Zachowanie kota w schronisku nie pozostawiało złudzeń. Chciał jednego
Bezdomny kot pragnął tylko jednego. Gdy trafił do schroniska, stał się duszą towarzystwa i nie opuszczał ludzi na krok. Odwiedziny młodego chłopca okazały się być dla niego początkiem nowego życia. Los w końcu uśmiechnął się do niezwykle milusińskiego przyjaciela.
Mężczyzna udzielił pomocy bezdomnemu kotu
Pewien mężczyzna poruszony widokiem bezdomnego i wygłodniałego kota postanowił mu pomóc, organizując pożywienie i doraźną opiekę. Gdy poczuł, że futrzak stał się bardziej ufny i zaczął przywiązywać się do niego, zadecydował się pójść o krok dalej.
Miłośnik zwierząt chcąc uchronić mruczka przed chłodem i niesprzyjającymi warunkami atmosferycznymi, które akurat panowały na zewnątrz, skontaktował się z organizacją Lollypop Farm, licząc na to, że zapewni mu należyte schronienie.
Kot został przewieziony do schroniska. Nie opuszczał ludzi na krok
Personel lokalnego schroniska odebrał miauczącego czworonoga i przewiózł do swojej jednostki. Nowy lokator od pierwszych chwil poczuł się jak ryba w wodzie. Wykazywał się ogromną otwartością oraz czułością wobec pracujących tam ludzi. Czyhał na każdy dogodny moment, aby tylko zwrócili na niego uwagę.
Według jednej z wolontariuszek kot przed bezdomnością miał swoich właścicieli, ale najprawdopodobniej został porzucony. Wskazywały na to: jego niezwykle towarzyskie usposobienie oraz szybka aklimatyzacja.
Zwierzę zostało oddane w ręce specjalistów ds. weterynarii, którzy przebadali nowego podopiecznego. Ku zdziwieniu pracowników schroniska wąsaty towarzysz okazał się nie być kotką, tylko kocurem. Nadali mu imię Lenu.
W schronisku kot otrzymał od wolontariuszy ogromną dawkę miłości, której tak bardzo mu brakowało. Dzięki temu mruczek z dnia na dzień rozkwitał coraz bardziej, stając się duszą towarzystwa. Krok w krok podążał tam, gdzie byli ludzie. Przytulał się do nich lub przypatrywał gdy wypełniali swoje obowiązki.

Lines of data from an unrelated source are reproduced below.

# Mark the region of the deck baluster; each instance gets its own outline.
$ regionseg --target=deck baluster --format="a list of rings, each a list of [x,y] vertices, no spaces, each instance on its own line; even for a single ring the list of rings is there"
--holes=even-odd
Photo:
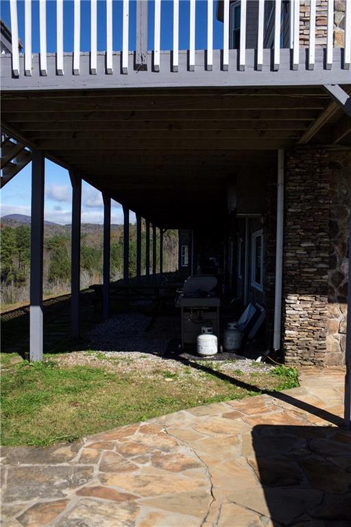
[[[47,0],[39,1],[39,34],[40,47],[40,75],[47,75]]]
[[[280,65],[280,19],[282,14],[282,1],[276,0],[274,13],[274,56],[273,58],[274,71],[278,71]]]
[[[123,48],[122,48],[122,73],[128,73],[129,56],[129,0],[123,0]]]
[[[224,0],[223,26],[223,69],[229,69],[229,0]]]
[[[246,63],[246,0],[241,0],[241,5],[239,69],[240,71],[243,71]]]
[[[258,26],[257,29],[257,69],[263,66],[263,25],[265,20],[265,0],[258,0]]]
[[[351,62],[351,0],[346,0],[345,12],[345,49],[343,67],[350,69]]]
[[[25,1],[25,74],[32,75],[32,0]]]
[[[208,71],[213,67],[213,0],[207,0],[207,61]]]
[[[90,0],[90,73],[97,73],[97,0]]]
[[[63,0],[56,0],[56,73],[64,74],[63,69]]]
[[[173,0],[173,56],[172,69],[178,71],[179,66],[179,0]]]
[[[328,25],[326,34],[326,69],[332,65],[332,45],[334,39],[334,0],[328,0]]]
[[[315,0],[311,0],[310,4],[310,41],[308,49],[308,69],[315,67]]]
[[[297,70],[300,62],[300,0],[293,2],[293,69]]]
[[[106,73],[112,73],[112,1],[106,0]]]
[[[80,63],[80,0],[74,0],[73,45],[73,75],[79,75]]]
[[[195,2],[190,0],[189,71],[195,70]]]
[[[155,31],[154,35],[154,69],[160,71],[160,40],[161,26],[161,0],[155,0]]]

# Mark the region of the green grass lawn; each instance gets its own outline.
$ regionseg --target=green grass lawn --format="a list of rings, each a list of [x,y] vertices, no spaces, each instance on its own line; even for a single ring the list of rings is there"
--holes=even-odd
[[[73,441],[191,406],[298,386],[296,371],[284,367],[269,373],[257,368],[254,374],[235,370],[221,378],[219,363],[205,363],[199,370],[177,365],[173,371],[164,361],[164,367],[152,366],[147,375],[140,362],[138,371],[130,367],[123,373],[106,366],[121,360],[106,362],[104,354],[94,352],[87,358],[91,355],[97,366],[67,366],[52,358],[11,364],[2,354],[1,444]]]

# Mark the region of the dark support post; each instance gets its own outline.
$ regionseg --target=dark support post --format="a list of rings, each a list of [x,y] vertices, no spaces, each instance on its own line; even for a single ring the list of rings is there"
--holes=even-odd
[[[136,214],[136,280],[140,281],[141,276],[141,218]]]
[[[110,253],[111,235],[111,198],[102,193],[104,200],[104,264],[102,285],[102,316],[110,316]]]
[[[69,172],[72,184],[72,239],[71,243],[71,331],[73,338],[80,333],[80,222],[82,178],[77,172]]]
[[[129,209],[123,207],[123,280],[129,282]]]
[[[32,152],[30,229],[30,360],[43,360],[43,256],[44,243],[44,180],[45,159]]]
[[[163,280],[163,229],[160,229],[160,281]]]
[[[346,375],[345,377],[345,425],[346,430],[351,430],[351,216],[348,235],[348,321],[346,325],[346,349],[345,362]]]
[[[146,71],[147,54],[147,1],[136,0],[135,69]]]
[[[152,226],[152,275],[154,279],[156,276],[156,264],[157,264],[157,253],[156,253],[156,226]]]
[[[150,276],[150,222],[145,220],[145,274]]]

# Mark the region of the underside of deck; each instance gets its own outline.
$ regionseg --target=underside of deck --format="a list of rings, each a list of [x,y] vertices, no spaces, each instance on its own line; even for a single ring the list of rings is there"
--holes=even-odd
[[[4,91],[3,130],[165,228],[220,219],[228,185],[266,177],[277,149],[351,146],[322,86],[53,87]]]

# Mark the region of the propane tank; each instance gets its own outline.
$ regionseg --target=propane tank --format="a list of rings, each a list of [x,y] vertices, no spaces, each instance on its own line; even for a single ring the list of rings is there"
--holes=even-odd
[[[224,331],[223,347],[228,351],[240,349],[243,333],[239,329],[237,323],[231,322],[228,325],[228,329]]]
[[[202,335],[212,335],[213,334],[213,328],[212,326],[202,326],[201,327]]]
[[[211,357],[218,351],[218,342],[215,335],[213,334],[211,327],[201,328],[202,334],[196,339],[197,355],[202,357]]]

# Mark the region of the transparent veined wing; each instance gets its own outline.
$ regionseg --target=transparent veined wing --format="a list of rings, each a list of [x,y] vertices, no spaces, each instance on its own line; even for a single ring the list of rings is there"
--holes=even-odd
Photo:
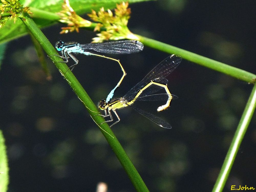
[[[147,84],[152,80],[155,80],[159,78],[161,78],[162,80],[164,80],[162,79],[166,79],[164,78],[173,71],[180,63],[182,59],[181,56],[178,55],[173,55],[168,56],[157,65],[143,79],[132,88],[123,98],[127,100],[132,100],[139,91]],[[160,90],[162,88],[159,87],[156,89],[158,89]],[[145,90],[146,90],[146,89]]]
[[[170,129],[172,128],[172,126],[170,125],[159,117],[158,117],[149,112],[136,108],[130,105],[127,104],[140,114],[160,127],[167,129]]]
[[[81,44],[83,49],[90,51],[110,54],[127,54],[136,53],[142,50],[143,44],[136,40],[118,41],[99,43]]]

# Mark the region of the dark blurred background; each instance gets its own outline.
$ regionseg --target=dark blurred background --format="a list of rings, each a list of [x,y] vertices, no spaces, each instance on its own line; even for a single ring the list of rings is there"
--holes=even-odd
[[[255,6],[250,1],[136,3],[130,5],[128,26],[135,33],[255,74]],[[60,39],[88,43],[95,36],[82,29],[60,35],[64,26],[43,30],[53,45]],[[168,55],[145,47],[138,53],[111,56],[120,59],[127,73],[117,97]],[[77,58],[73,72],[97,104],[122,72],[112,61]],[[109,191],[135,191],[98,126],[47,59],[51,81],[27,36],[9,44],[0,71],[0,129],[8,146],[8,191],[94,191],[100,182],[107,184]],[[121,121],[112,130],[151,191],[210,191],[252,85],[184,60],[167,78],[171,92],[179,98],[168,110],[156,112],[163,102],[136,106],[161,117],[172,129],[126,108],[118,111]],[[255,117],[225,191],[231,185],[255,186]]]

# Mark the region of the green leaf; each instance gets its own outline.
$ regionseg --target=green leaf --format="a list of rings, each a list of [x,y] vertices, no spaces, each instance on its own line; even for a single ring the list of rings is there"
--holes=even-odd
[[[129,0],[129,3],[148,1],[149,0]],[[112,9],[117,3],[123,1],[120,0],[70,0],[70,6],[78,14],[91,13],[93,9],[97,11],[103,7],[105,9]],[[31,16],[39,28],[49,26],[56,23],[59,18],[55,13],[61,9],[63,0],[20,0],[24,6],[28,6],[33,13]],[[63,25],[65,25],[63,24]],[[60,31],[61,30],[60,29]],[[7,42],[27,34],[27,29],[19,19],[15,23],[13,20],[9,20],[0,30],[0,44]]]
[[[5,192],[9,183],[9,168],[6,147],[2,131],[0,130],[0,192]]]

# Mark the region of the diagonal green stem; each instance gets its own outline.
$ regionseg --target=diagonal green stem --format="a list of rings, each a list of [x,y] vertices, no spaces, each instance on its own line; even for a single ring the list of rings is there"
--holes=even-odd
[[[235,133],[213,191],[218,192],[222,191],[255,107],[256,85],[255,85]]]
[[[65,63],[63,60],[55,55],[58,53],[33,20],[27,13],[23,14],[21,18],[24,24],[38,41],[46,54],[67,81],[81,101],[83,103],[92,118],[100,129],[101,131],[113,149],[128,175],[136,190],[148,191],[145,183],[119,142],[107,123],[100,124],[105,121],[102,117],[96,115],[100,113],[82,86]]]
[[[254,84],[256,81],[255,74],[156,40],[136,35],[144,45],[170,54],[179,54],[185,59],[248,83]]]

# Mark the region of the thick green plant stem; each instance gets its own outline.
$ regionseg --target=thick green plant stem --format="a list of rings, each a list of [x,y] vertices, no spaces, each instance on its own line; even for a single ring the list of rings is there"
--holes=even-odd
[[[215,184],[213,192],[222,191],[249,124],[256,107],[256,84],[254,85],[235,133],[231,144]]]
[[[164,43],[136,35],[144,45],[170,54],[179,54],[182,58],[250,83],[256,82],[256,75]]]
[[[100,114],[97,107],[82,86],[59,57],[55,49],[40,30],[32,18],[27,13],[21,18],[24,24],[38,41],[49,57],[53,61],[61,74],[68,82],[79,99],[83,103],[93,121],[113,149],[124,169],[136,190],[138,191],[147,191],[148,189],[140,175],[118,141],[107,123],[100,124],[105,121]]]

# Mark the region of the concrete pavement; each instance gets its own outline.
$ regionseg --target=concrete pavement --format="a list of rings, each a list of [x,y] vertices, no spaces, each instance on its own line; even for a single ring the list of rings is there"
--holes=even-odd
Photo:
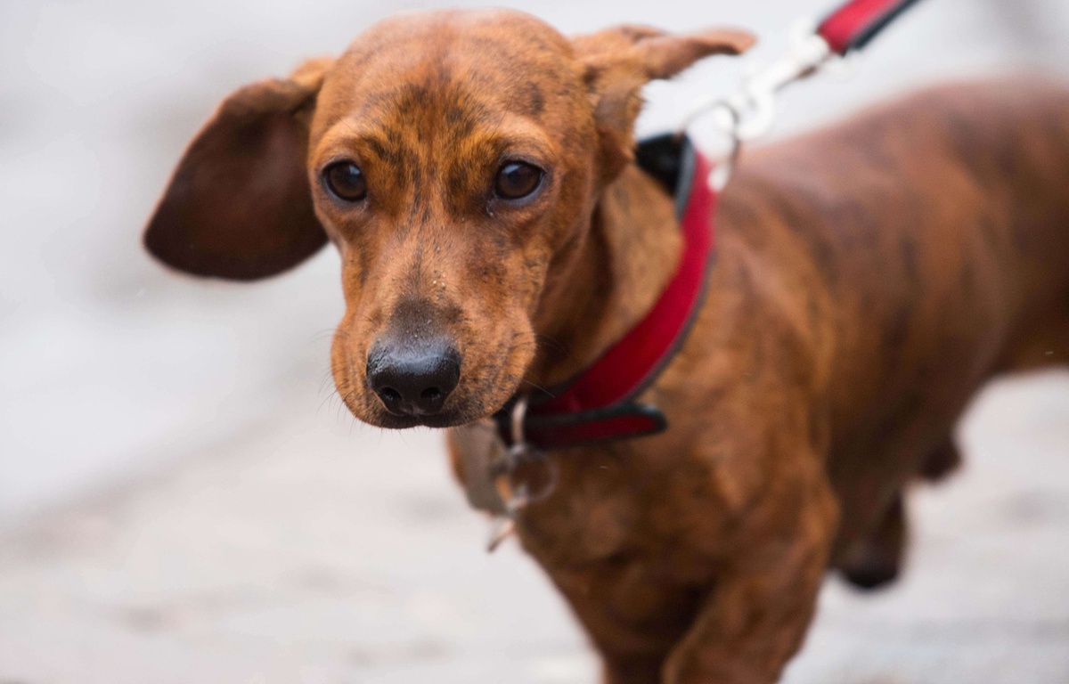
[[[0,682],[595,681],[567,608],[433,432],[291,406],[0,541]],[[788,684],[1069,681],[1069,373],[1003,383],[911,501],[895,589],[830,580]]]

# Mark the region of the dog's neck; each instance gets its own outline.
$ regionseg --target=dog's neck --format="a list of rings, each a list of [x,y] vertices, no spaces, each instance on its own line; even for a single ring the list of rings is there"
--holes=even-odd
[[[534,315],[539,354],[526,379],[577,375],[653,308],[679,264],[673,199],[635,165],[602,192],[586,238],[554,264]]]

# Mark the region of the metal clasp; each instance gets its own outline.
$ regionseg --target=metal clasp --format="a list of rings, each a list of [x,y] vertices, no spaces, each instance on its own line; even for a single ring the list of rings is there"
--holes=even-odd
[[[728,151],[716,165],[710,184],[721,190],[734,169],[744,142],[768,135],[776,122],[779,91],[812,76],[838,59],[816,32],[816,22],[800,21],[791,32],[790,52],[768,67],[743,80],[742,87],[728,97],[711,96],[699,102],[677,129],[682,135],[695,121],[707,114],[728,139]]]
[[[528,399],[521,397],[512,407],[509,416],[512,428],[512,446],[505,450],[500,460],[493,464],[491,477],[501,501],[505,503],[505,516],[499,518],[491,529],[487,551],[494,551],[515,531],[516,515],[530,506],[549,497],[557,488],[559,477],[557,464],[544,452],[527,442],[524,434],[524,421],[527,418]],[[530,466],[544,466],[544,481],[537,488],[526,479],[517,480],[517,475]],[[528,473],[529,475],[529,473]]]

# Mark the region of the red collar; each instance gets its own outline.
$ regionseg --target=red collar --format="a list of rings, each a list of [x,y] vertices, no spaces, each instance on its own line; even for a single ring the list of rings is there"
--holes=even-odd
[[[710,217],[716,195],[709,186],[712,165],[684,139],[661,136],[636,151],[639,166],[675,190],[683,236],[679,270],[661,298],[634,328],[594,363],[544,395],[529,398],[524,439],[541,449],[563,449],[663,432],[660,408],[636,398],[679,351],[701,304],[712,263]],[[515,400],[495,418],[506,444],[513,444],[510,419]]]

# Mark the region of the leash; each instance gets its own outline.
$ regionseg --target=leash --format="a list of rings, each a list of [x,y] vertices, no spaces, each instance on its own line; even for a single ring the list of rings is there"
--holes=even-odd
[[[730,96],[700,100],[683,119],[676,134],[682,136],[698,119],[711,115],[728,140],[710,183],[722,190],[734,171],[745,142],[766,136],[776,122],[779,93],[797,81],[842,67],[876,36],[919,0],[850,0],[822,20],[803,19],[791,35],[787,56],[743,81]]]
[[[747,78],[734,94],[701,100],[675,134],[642,141],[642,170],[676,198],[683,236],[680,267],[653,309],[592,366],[542,395],[513,398],[493,419],[454,429],[468,501],[494,517],[487,550],[515,528],[530,503],[553,494],[554,449],[653,435],[668,426],[659,407],[638,401],[671,361],[700,308],[712,264],[710,226],[719,190],[744,142],[768,135],[787,86],[841,64],[919,0],[850,0],[820,22],[799,22],[790,52]],[[698,153],[686,129],[711,115],[729,141],[715,164]]]

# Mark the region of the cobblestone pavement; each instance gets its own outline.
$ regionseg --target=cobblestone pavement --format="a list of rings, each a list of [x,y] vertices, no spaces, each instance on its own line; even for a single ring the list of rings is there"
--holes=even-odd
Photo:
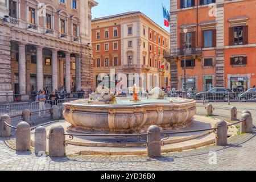
[[[214,104],[214,106],[220,105],[228,109],[231,107],[226,104]],[[250,109],[253,117],[256,118],[255,104],[236,105],[239,110]],[[203,115],[205,112],[204,108],[198,107],[199,114]],[[219,109],[216,109],[214,114],[217,118],[226,119],[229,117],[228,111]],[[16,152],[5,144],[4,139],[0,138],[0,170],[255,170],[255,135],[254,129],[251,134],[237,135],[229,139],[229,144],[226,147],[210,146],[165,154],[156,159],[144,155],[38,157],[33,152]],[[217,160],[211,160],[215,156]]]

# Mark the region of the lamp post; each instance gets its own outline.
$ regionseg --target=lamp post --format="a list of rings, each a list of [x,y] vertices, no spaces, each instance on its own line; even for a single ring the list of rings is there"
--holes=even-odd
[[[187,53],[187,44],[186,44],[186,40],[187,39],[186,35],[188,32],[188,29],[187,28],[186,25],[183,28],[183,33],[184,33],[184,82],[183,82],[183,91],[182,92],[183,98],[187,98],[187,73],[186,73],[186,53]]]

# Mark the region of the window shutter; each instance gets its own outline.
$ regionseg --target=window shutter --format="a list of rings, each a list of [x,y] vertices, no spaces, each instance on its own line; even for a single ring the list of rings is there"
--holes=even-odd
[[[181,55],[183,54],[184,49],[184,36],[183,33],[180,33],[180,53]]]
[[[247,64],[247,57],[243,57],[243,64]]]
[[[191,60],[191,67],[195,67],[195,66],[196,66],[196,60]]]
[[[180,0],[180,9],[184,8],[184,0]]]
[[[202,47],[204,47],[204,31],[202,31]]]
[[[229,46],[234,46],[234,27],[229,28]]]
[[[248,26],[243,27],[243,45],[248,44]]]
[[[213,30],[212,31],[212,47],[216,47],[216,30]]]
[[[180,67],[184,68],[184,60],[180,61]]]
[[[103,56],[101,56],[101,67],[104,67],[104,58],[103,57]]]
[[[196,47],[196,32],[192,32],[192,47]]]
[[[234,57],[230,57],[230,65],[234,64]]]

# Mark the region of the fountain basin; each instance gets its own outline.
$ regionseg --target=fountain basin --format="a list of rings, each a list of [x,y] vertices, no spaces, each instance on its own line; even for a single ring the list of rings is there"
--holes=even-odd
[[[63,115],[75,131],[142,133],[152,125],[163,130],[180,129],[189,126],[196,114],[193,100],[171,98],[130,102],[118,99],[115,105],[89,104],[80,100],[63,104]]]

Dzięki fotografii odmienił się los bezdomnego kota
Lenu to niesamowicie milusiński kot kochający każdego człowieka. Gdy pewnego razu do schroniska przyszedł syn jednego z pracowników, mruczek postanowił należycie przywitać pieszczotami nowego gościa. Chłopiec usiadł na podłodze, a futrzak w mgnieniu okna znalazł się na jego kolanach, wyciągając się rozkosznie i tuląc.
Widok rozczulił pozostałych. Postanowili uwiecznić ten moment i zrobili im zdjęcie, które jeszcze tego samego dnia przedstawiciele Lollypop Farm opublikowali w mediach społecznościowych z informacją o możliwej adopcji. Zachowanie kota nie pozostawiało złudzeń, że marzył on tylko o jednym — żeby mieć swój dom. Pomysł okazał się być trafiony, gdyż rozczulający post zobaczyła przypadkowa para, którą urzekła historia Lenu.
Zainteresowani adopcją ludzie niezwłocznie zjawili się w schronisku. To była zdecydowanie miłość od pierwszego wejrzenia. Zaledwie w jeden dzień od zamieszczenia fotografii kot zyskał nowy dom i opiekunów.
Jak informują nowi właściciele futrzaka, tym razem również szybko się zaaklimatyzował i obdarza zarówno ich, jak i ich gości nieprzeciętą dawką czułości.